Rios v. City of Del Rio TX

444 F.3d 417, 2006 U.S. App. LEXIS 7456, 2006 WL 759795
CourtCourt of Appeals for the Fifth Circuit
DecidedMarch 27, 2006
Docket04-50774
StatusPublished
Cited by281 cases

This text of 444 F.3d 417 (Rios v. City of Del Rio TX) is published on Counsel Stack Legal Research, covering Court of Appeals for the Fifth Circuit primary law. Counsel Stack provides free access to over 12 million legal documents including statutes, case law, regulations, and constitutions.

Bluebook
Rios v. City of Del Rio TX, 444 F.3d 417, 2006 U.S. App. LEXIS 7456, 2006 WL 759795 (5th Cir. 2006).

Opinion

GARWOOD, Circuit Judge:

This is an appeal from the denial of a motion to dismiss on the basis of qualified immunity.
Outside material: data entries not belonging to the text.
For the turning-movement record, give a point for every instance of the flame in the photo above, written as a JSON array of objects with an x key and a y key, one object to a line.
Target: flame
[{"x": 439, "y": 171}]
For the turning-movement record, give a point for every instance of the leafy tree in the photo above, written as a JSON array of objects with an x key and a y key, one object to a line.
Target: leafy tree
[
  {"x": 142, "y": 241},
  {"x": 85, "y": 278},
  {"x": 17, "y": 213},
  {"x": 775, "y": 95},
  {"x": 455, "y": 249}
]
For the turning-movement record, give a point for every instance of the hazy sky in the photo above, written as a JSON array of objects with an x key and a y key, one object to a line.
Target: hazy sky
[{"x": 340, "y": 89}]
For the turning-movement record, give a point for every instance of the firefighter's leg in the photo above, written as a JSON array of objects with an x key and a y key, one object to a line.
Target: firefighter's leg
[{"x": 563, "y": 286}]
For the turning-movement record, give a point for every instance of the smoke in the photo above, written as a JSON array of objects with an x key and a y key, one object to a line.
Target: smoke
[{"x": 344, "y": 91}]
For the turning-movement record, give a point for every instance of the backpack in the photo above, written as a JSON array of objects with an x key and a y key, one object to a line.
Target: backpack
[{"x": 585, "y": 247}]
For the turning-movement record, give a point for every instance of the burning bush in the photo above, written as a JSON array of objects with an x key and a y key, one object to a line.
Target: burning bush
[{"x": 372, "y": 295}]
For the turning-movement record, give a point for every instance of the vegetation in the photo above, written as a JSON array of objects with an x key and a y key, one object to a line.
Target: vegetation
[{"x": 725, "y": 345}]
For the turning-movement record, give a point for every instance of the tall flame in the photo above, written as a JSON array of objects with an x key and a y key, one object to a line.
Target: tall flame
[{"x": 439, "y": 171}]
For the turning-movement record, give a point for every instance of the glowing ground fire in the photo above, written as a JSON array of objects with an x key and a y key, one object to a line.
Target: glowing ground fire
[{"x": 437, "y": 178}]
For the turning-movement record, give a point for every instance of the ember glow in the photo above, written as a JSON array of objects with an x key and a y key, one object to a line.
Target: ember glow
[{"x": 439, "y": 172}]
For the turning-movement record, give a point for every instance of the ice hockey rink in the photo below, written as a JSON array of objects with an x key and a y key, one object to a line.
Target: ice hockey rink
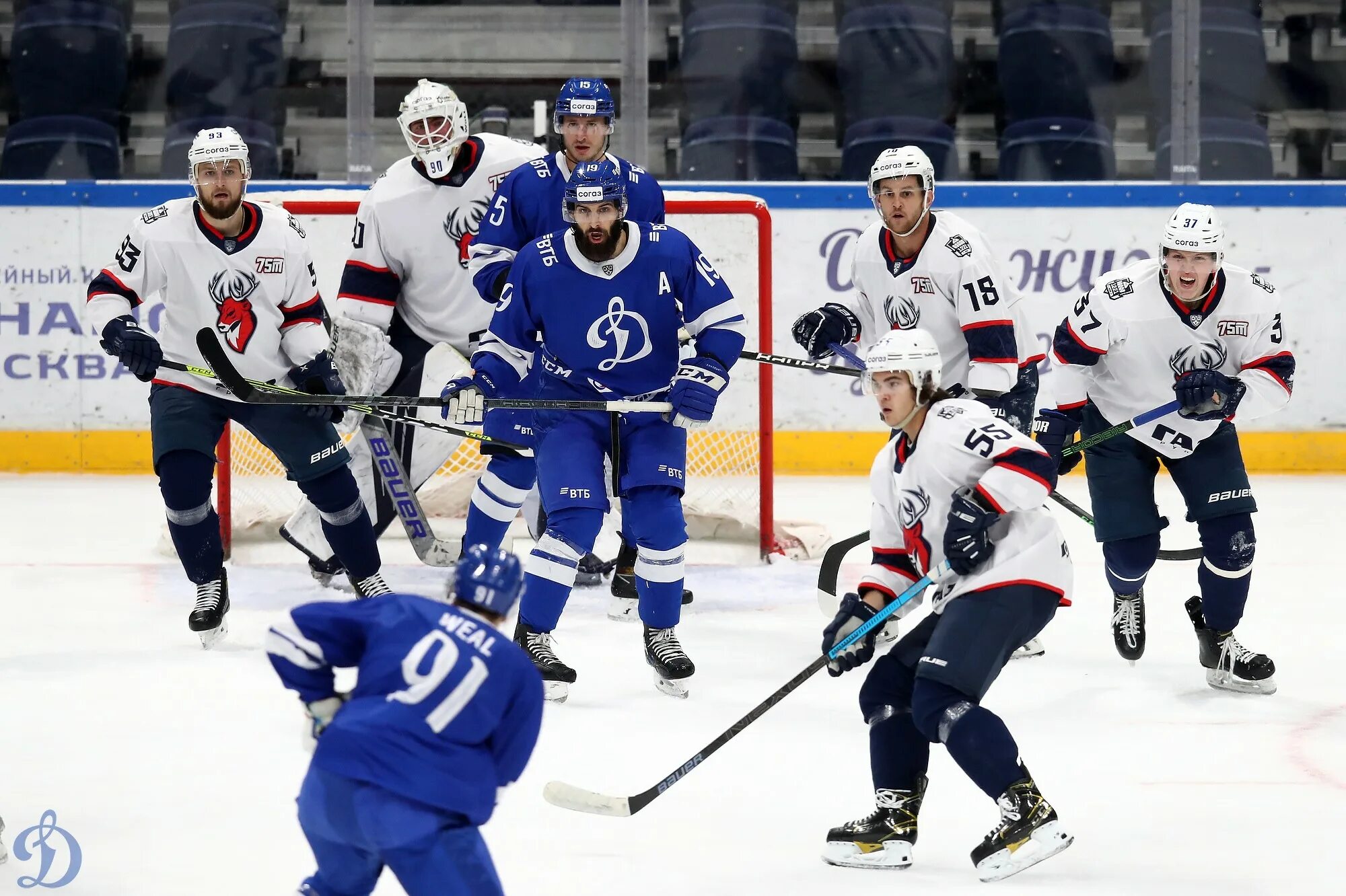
[{"x": 177, "y": 769}]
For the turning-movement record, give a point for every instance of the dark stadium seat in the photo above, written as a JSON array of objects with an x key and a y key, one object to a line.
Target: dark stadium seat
[
  {"x": 1234, "y": 64},
  {"x": 1055, "y": 61},
  {"x": 61, "y": 149},
  {"x": 224, "y": 60},
  {"x": 896, "y": 60},
  {"x": 69, "y": 59},
  {"x": 1057, "y": 150},
  {"x": 1231, "y": 150},
  {"x": 865, "y": 141},
  {"x": 259, "y": 137},
  {"x": 740, "y": 149},
  {"x": 740, "y": 61}
]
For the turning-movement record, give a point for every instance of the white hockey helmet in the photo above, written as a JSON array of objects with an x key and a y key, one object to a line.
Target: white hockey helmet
[
  {"x": 433, "y": 100},
  {"x": 1193, "y": 228},
  {"x": 912, "y": 352},
  {"x": 901, "y": 162},
  {"x": 217, "y": 145}
]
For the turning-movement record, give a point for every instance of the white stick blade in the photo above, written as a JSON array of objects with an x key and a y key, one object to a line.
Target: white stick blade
[{"x": 558, "y": 793}]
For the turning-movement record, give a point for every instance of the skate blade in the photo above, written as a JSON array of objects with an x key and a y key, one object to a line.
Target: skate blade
[
  {"x": 1042, "y": 844},
  {"x": 624, "y": 610},
  {"x": 894, "y": 855},
  {"x": 1226, "y": 680}
]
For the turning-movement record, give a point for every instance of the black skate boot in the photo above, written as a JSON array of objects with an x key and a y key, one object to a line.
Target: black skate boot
[
  {"x": 371, "y": 587},
  {"x": 208, "y": 614},
  {"x": 672, "y": 665},
  {"x": 1230, "y": 665},
  {"x": 1028, "y": 833},
  {"x": 557, "y": 676},
  {"x": 885, "y": 837},
  {"x": 1129, "y": 625},
  {"x": 625, "y": 598}
]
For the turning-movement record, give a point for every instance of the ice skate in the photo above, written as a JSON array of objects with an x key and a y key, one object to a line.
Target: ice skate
[
  {"x": 672, "y": 667},
  {"x": 208, "y": 614},
  {"x": 885, "y": 837},
  {"x": 557, "y": 676},
  {"x": 1230, "y": 665},
  {"x": 1129, "y": 625},
  {"x": 1028, "y": 833}
]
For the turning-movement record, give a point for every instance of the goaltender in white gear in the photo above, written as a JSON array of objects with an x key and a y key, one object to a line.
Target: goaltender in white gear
[{"x": 407, "y": 314}]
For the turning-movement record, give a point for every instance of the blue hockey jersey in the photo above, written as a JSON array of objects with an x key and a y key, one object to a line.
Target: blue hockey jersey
[
  {"x": 448, "y": 708},
  {"x": 528, "y": 207},
  {"x": 610, "y": 329}
]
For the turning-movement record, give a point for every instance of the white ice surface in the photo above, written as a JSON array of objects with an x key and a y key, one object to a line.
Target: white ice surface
[{"x": 177, "y": 769}]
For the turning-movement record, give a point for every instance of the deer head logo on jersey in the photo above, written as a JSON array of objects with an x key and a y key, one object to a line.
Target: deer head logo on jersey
[
  {"x": 231, "y": 290},
  {"x": 461, "y": 225},
  {"x": 912, "y": 508},
  {"x": 1208, "y": 356},
  {"x": 904, "y": 314}
]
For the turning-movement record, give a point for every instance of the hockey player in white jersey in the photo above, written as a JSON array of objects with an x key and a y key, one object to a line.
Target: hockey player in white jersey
[
  {"x": 407, "y": 313},
  {"x": 1211, "y": 333},
  {"x": 242, "y": 268},
  {"x": 955, "y": 484},
  {"x": 917, "y": 267}
]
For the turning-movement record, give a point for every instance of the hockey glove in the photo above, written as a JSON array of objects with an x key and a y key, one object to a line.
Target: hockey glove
[
  {"x": 133, "y": 346},
  {"x": 1056, "y": 431},
  {"x": 695, "y": 389},
  {"x": 320, "y": 377},
  {"x": 853, "y": 614},
  {"x": 823, "y": 326},
  {"x": 1208, "y": 395},
  {"x": 967, "y": 536}
]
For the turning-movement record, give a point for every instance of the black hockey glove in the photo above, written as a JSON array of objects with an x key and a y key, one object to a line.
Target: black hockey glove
[
  {"x": 967, "y": 537},
  {"x": 853, "y": 614},
  {"x": 831, "y": 324},
  {"x": 320, "y": 377},
  {"x": 133, "y": 346},
  {"x": 1055, "y": 431},
  {"x": 1208, "y": 395}
]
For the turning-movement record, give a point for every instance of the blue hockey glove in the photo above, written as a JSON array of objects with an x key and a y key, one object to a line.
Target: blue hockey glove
[
  {"x": 967, "y": 536},
  {"x": 827, "y": 325},
  {"x": 1208, "y": 395},
  {"x": 1055, "y": 431},
  {"x": 853, "y": 614},
  {"x": 133, "y": 346},
  {"x": 695, "y": 389},
  {"x": 320, "y": 377}
]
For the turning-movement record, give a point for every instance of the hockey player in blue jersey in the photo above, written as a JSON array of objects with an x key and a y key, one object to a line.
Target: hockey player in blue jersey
[
  {"x": 608, "y": 298},
  {"x": 528, "y": 207},
  {"x": 409, "y": 765}
]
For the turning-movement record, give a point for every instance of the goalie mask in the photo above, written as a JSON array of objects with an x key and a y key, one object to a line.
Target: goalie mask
[{"x": 441, "y": 126}]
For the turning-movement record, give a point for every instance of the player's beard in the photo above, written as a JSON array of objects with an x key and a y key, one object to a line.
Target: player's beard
[{"x": 600, "y": 251}]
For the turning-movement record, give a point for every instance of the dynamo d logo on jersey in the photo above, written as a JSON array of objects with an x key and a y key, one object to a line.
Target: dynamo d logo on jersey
[
  {"x": 462, "y": 225},
  {"x": 610, "y": 325},
  {"x": 229, "y": 290},
  {"x": 1208, "y": 356}
]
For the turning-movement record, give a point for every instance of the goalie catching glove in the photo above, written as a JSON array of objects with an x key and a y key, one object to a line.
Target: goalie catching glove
[{"x": 695, "y": 391}]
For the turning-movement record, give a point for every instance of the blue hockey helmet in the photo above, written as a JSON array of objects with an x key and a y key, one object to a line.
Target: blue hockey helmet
[
  {"x": 594, "y": 182},
  {"x": 489, "y": 581},
  {"x": 585, "y": 98}
]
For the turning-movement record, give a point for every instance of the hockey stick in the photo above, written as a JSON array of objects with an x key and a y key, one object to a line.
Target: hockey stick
[
  {"x": 224, "y": 371},
  {"x": 586, "y": 801}
]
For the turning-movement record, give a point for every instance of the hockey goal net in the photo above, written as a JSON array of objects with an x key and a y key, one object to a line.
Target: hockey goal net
[{"x": 729, "y": 470}]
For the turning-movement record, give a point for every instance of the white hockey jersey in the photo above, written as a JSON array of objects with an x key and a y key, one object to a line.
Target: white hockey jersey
[
  {"x": 258, "y": 290},
  {"x": 1129, "y": 340},
  {"x": 413, "y": 240},
  {"x": 955, "y": 290},
  {"x": 912, "y": 485}
]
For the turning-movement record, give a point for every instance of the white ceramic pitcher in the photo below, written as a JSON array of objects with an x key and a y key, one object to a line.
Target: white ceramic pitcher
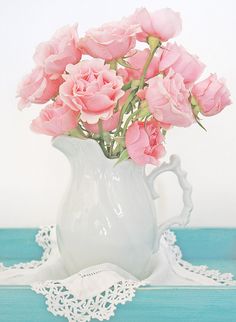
[{"x": 108, "y": 214}]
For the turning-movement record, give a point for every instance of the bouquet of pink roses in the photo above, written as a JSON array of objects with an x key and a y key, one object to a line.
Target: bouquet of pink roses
[{"x": 124, "y": 98}]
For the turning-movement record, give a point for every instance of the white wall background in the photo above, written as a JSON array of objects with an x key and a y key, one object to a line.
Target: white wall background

Ricardo Rios II (Rios), joined by his wife and minor children, filed this suit in November 2003 against the City of Del Rio, Texas, its Chief of Police Manuel Herrera (Herrera), and its police officer Wesley Wilson (Wilson), seeking to recover, under 42 U.S.C. § 1983 and state law, damages for personal injuries sustained when, on the evening of June 30, 2002, Rios, then on duty as a U.S. Customs Enforcement Officer at the Del Rio Port of Entry, was struck by a City Police Department vehicle being driven by an escaping City prisoner, Reymundo Avalos (Avalos). The defendants jointly answered and filed a Rule 12(b)(6) motion to dismiss, Wilson and Herrera claiming qualified immunity. Following denial of the motion in July 2004, Wilson and Herrera timely brought this interlocutory appeal under Mitchell v. Forsyth, 472 U.S. 511, 105 S.Ct. 2806, 86 L.Ed.2d 411 (1985). 1

The complaint asserts that “Mr. Rios was subjected to negligence, injury, gross misconduct and damages from the deadly use of force in violation of rights guaranteed to him by the Fourth and Fourteenth Amendments.” It alleges that at all relevant times Wilson and Herrera were, respectively, City of Laredo police officer and Chief of Police, acting within the course and scope of their employment, and — under the heading “FACTS” — the following:

“4.2 On June 30, 2002, Mr. Rios was thirty-six years old and he was on-duty as a U.S. Customs Enforcement Officer at the Del Rio Port of Entry along the United States border with Acuna, Coah., Mexico when he was struck and severely injured by a City Police Department patrol unit driven by an escaping prisoner, Mr. Reymundo Avalos.
4.3 Customs Officers at the Del Rio Port of Entry, including Mr. Rios, were responding to the City Police Department’s request for assistance in intercepting a car chase which commenced at 617 Holt Street.
4.4 Mr. Reymundo Avalos was an adult person who had a criminal history in the City including a penchant or tendency to escape police custody which was well known to the police officers of the City Police Department, and he was known by the nickname around the City Police Department as “Houdini.”
4.5 On the evening of June 30, 2002, Reymundo Avalos, had been placed under arrest by Officer Wesley Wilson.
4.6 Officer Wilson improperly left the prisoner Reymundo Avalos in the backseat of his patrol vehicle while the keys were in the ignition and the engine running while he visited with a person who lived in the neighborhood.
4.7 Mr. Avalos escaped from confinement in the rear sat, commandeered the patrol car, and sped away.
4.8 The City Police Department issued an “all points alert” on the escaping prisoner, Reymundo Avalos, and proceeded to channel Reymundo Avalos towards the International Bridge.
*420 4.09 The City Police Department did not clearly inform the Del Rio Port of Entry Customs Officers that the vehicle being driven by Reymundo Avalos was an official marked patrol car of the City Police Department.
4.10 Del Rio Police Department officers pursued the patrol car being driven by Reymundo Avalos and had opportunities to divert or disable that vehicle, but failed to do so.
4.11 As the stolen vehicle driven by Reymundo Avalos approached the open lane, the vehicle violently struck Mr. Rios.
4.12 Mr. Rios sustained devastating injuries from the violent impact by that vehicle .... ”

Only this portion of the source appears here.